Micaela se trouve devant Granja Madre Teresa, située à la périphérie de Buenos Aires, où elle cherche un traitement depuis deux mois.

« Toutes les formalités que SEDRONAR exige de vous – les entretiens, l’évaluation – rendent l’accès plus difficile », explique Pereda. « Ils ont des exigences qui sont très compliquées si vous n’avez pas quelqu’un avec vous, si vous êtes dans la rue ou si vous n’avez souvent même pas de téléphone. » D’après son expérience, l’une des parties les plus difficiles du processus consiste à s’assurer que les gens reçoivent l’appel téléphonique du secrétariat pour les informer de la disponibilité.

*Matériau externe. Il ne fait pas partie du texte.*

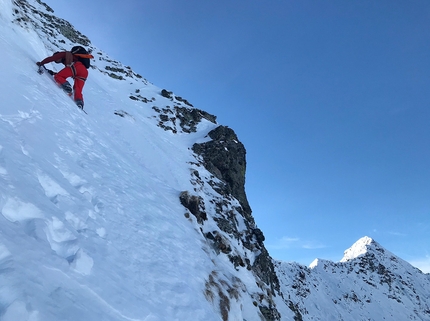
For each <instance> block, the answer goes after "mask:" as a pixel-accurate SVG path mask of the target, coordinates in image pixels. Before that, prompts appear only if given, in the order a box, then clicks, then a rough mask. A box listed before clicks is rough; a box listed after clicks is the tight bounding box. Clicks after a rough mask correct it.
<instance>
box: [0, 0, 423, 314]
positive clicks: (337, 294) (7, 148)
mask: <svg viewBox="0 0 430 321" xmlns="http://www.w3.org/2000/svg"><path fill="white" fill-rule="evenodd" d="M0 7H1V10H0V47H1V48H2V59H1V60H0V66H1V71H2V77H1V79H0V92H1V104H2V107H1V109H0V137H1V140H0V192H1V194H0V195H1V197H0V213H1V215H0V320H1V321H17V320H19V321H58V320H61V321H63V320H64V321H66V320H67V321H68V320H70V321H71V320H79V319H80V320H103V321H105V320H106V321H114V320H115V321H122V320H134V321H162V320H163V321H173V320H180V321H184V320H193V321H195V320H202V321H203V320H204V321H212V320H214V321H215V320H217V321H218V320H222V321H227V320H229V321H238V320H239V321H245V320H246V321H260V320H264V321H269V320H270V321H271V320H344V321H347V320H351V321H352V320H354V321H356V320H430V275H429V274H424V273H422V272H421V271H420V270H418V269H416V268H414V267H413V266H411V265H410V264H409V263H407V262H406V261H404V260H402V259H401V258H399V257H397V256H396V255H394V254H393V253H391V252H389V251H388V250H386V249H384V248H383V247H382V246H381V245H380V244H378V243H377V242H376V241H375V240H372V239H371V238H369V237H363V238H361V239H360V240H358V241H357V242H356V243H355V244H353V245H352V247H351V248H349V249H347V250H346V251H345V253H344V257H343V259H342V260H341V261H340V262H331V261H327V260H322V259H316V260H315V261H314V262H313V263H312V264H311V265H310V266H309V267H307V266H303V265H301V264H298V263H294V262H281V261H278V260H275V259H273V258H272V257H271V256H270V253H269V252H268V251H267V249H266V247H265V245H264V240H265V238H264V233H263V232H264V231H261V230H260V229H259V228H258V226H257V224H256V222H255V220H254V218H253V216H252V210H251V205H250V204H249V202H248V200H247V196H246V192H245V177H246V149H245V146H244V145H243V144H242V143H241V142H240V140H239V138H238V137H237V135H236V134H235V132H234V130H233V129H231V128H229V127H227V126H223V125H222V124H218V123H217V120H216V116H215V115H211V114H210V113H208V112H205V111H204V110H201V109H199V108H198V106H193V104H192V103H191V102H189V101H188V100H187V99H185V98H183V97H181V96H179V95H176V94H175V93H173V92H172V91H169V90H168V89H164V88H161V87H158V86H156V85H154V84H152V83H150V81H148V80H147V79H145V78H144V77H143V76H141V75H140V74H138V73H136V72H135V71H133V69H132V68H131V67H129V66H125V65H123V64H122V63H121V62H119V61H116V60H115V59H114V58H112V57H110V56H109V55H108V54H107V53H105V52H103V51H102V50H100V49H99V48H97V47H96V46H94V45H93V44H92V43H91V41H90V40H89V39H88V37H86V36H85V35H83V34H82V33H80V32H79V31H77V30H76V29H75V28H74V27H73V26H72V24H70V23H69V22H67V21H65V20H64V19H61V18H59V17H56V16H55V15H54V11H53V10H52V8H50V7H49V6H48V5H47V4H45V3H44V2H42V1H40V0H0ZM75 45H82V46H84V47H86V48H87V49H90V50H91V51H92V54H93V55H94V57H95V58H94V60H92V66H91V68H90V70H89V73H90V76H89V78H88V81H87V83H86V85H85V88H84V97H85V110H86V111H87V114H84V113H83V112H82V111H81V110H79V109H78V108H77V107H76V105H75V104H74V102H73V101H72V100H71V99H70V98H69V97H67V95H65V94H64V93H63V92H62V91H61V90H60V89H59V88H58V87H57V86H56V85H55V84H54V82H52V79H49V76H48V75H46V74H43V75H40V74H38V73H37V66H36V62H37V61H40V60H42V59H43V58H45V57H47V56H50V55H51V54H52V53H53V52H55V51H62V50H69V49H70V48H71V47H73V46H75ZM48 67H49V68H50V69H52V70H56V71H58V70H59V68H61V66H59V65H56V64H51V65H50V66H48Z"/></svg>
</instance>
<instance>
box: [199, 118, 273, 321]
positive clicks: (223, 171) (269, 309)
mask: <svg viewBox="0 0 430 321" xmlns="http://www.w3.org/2000/svg"><path fill="white" fill-rule="evenodd" d="M208 136H209V137H210V138H211V139H212V140H211V141H208V142H205V143H201V144H194V145H193V151H194V152H195V153H196V154H197V155H199V156H201V158H202V160H203V166H204V167H205V168H206V169H207V170H208V171H209V172H210V173H212V174H213V175H214V176H215V177H216V178H217V179H218V180H219V181H218V182H215V181H214V180H212V181H211V186H212V187H213V188H214V190H216V191H217V192H218V193H219V194H221V195H223V196H224V198H225V199H227V200H228V199H231V197H234V198H235V199H237V200H238V202H239V204H240V207H235V210H236V211H237V212H238V213H240V215H242V216H243V218H244V223H245V225H246V227H247V229H246V231H240V230H239V228H238V226H237V222H236V221H235V218H234V215H230V214H229V212H226V211H225V210H223V204H222V202H223V201H221V202H220V204H219V206H218V209H219V210H218V211H217V212H218V214H219V215H218V216H216V217H215V218H214V220H215V221H216V222H217V224H218V227H219V228H220V229H221V231H223V232H226V233H227V234H229V235H232V236H233V237H234V238H235V239H238V240H240V241H241V244H242V246H243V247H244V248H246V249H248V250H251V251H253V252H258V253H257V255H256V258H255V260H254V262H253V263H252V264H250V261H249V260H248V259H247V258H243V257H241V256H240V255H237V254H236V255H233V254H232V253H230V252H232V251H231V249H230V248H229V246H228V244H227V246H225V244H224V243H225V242H224V243H223V242H221V241H220V240H219V239H217V238H216V233H207V234H206V235H205V236H206V238H208V239H209V240H213V241H214V242H216V244H224V245H223V246H222V249H221V252H223V253H229V258H230V261H231V262H232V263H233V264H234V265H235V266H248V268H249V269H251V270H252V271H253V272H254V274H255V276H256V277H257V279H258V280H260V281H262V282H263V283H265V284H266V286H267V287H268V289H269V292H270V296H276V295H277V294H280V293H279V289H280V288H279V280H278V278H277V276H276V273H275V271H274V265H273V262H272V258H271V257H270V255H269V253H268V252H267V250H266V248H265V247H264V244H263V241H264V235H263V233H262V231H261V230H260V229H258V228H257V227H256V226H255V221H254V218H253V216H252V211H251V207H250V206H249V203H248V199H247V197H246V193H245V173H246V150H245V147H244V146H243V144H242V143H241V142H240V141H239V139H238V138H237V136H236V134H235V132H234V131H233V130H232V129H230V128H228V127H226V126H218V127H216V128H215V129H214V130H212V131H210V132H209V133H208ZM224 202H225V200H224ZM214 234H215V237H214ZM268 301H269V304H268V305H266V306H263V305H262V306H260V307H259V308H260V312H261V315H262V317H263V318H264V320H279V318H280V314H279V312H278V311H277V310H276V307H275V306H274V305H273V304H271V303H270V302H271V301H270V299H269V300H268Z"/></svg>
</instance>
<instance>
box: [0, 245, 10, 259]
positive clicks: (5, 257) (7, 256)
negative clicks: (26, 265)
mask: <svg viewBox="0 0 430 321" xmlns="http://www.w3.org/2000/svg"><path fill="white" fill-rule="evenodd" d="M11 255H12V254H11V253H10V252H9V250H8V249H7V247H6V246H5V245H3V244H1V243H0V262H1V261H3V260H4V259H6V258H8V257H9V256H11Z"/></svg>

Rassembler la volonté de demander de l’aide est déjà assez difficile, dit Micaela, 27 ans, une résidente de Granja Madre Teresa qui a également demandé à être identifiée par son prénom. « Quand vous ne trouvez pas un endroit qui vous admettra, vous restez dans la même situation », dit-elle. « S’ils ne vous aident pas à ce moment-là, il est difficile de revenir en arrière. Vous dites: « Très bien. J’ai déjà demandé de l’aide. »

Micaela a deux enfants qu’elle ne peut pas voir. Lorsqu’elle est entrée en traitement la première fois, elle avait 14 ans. « Mon fils est allé dans un foyer pour enfants et je suis allé en réadaptation. Il n’était pas possible pour une mère avec un enfant d’être là », dit-elle. Elle a été en traitement pendant quatre ans. Les services sociaux ont attendu qu’elle ait 19 ans pour déterminer si elle pouvait s’occuper de son fils. Comme elle n’avait pas assez d’argent ou de logement convenable à l’époque, ils l’ont placé dans une famille d’accueil.

« C’est à ce moment-là que j’ai rechuté », dit-elle. Elle a eu son deuxième enfant à l’âge de 24 ans; les services sociaux l’ont emmené à ce moment-là, et elle n’a eu aucun contact depuis, dit-elle.

Son rêve est qu’ils soient une famille et que son histoire se déroule différemment cette fois-ci.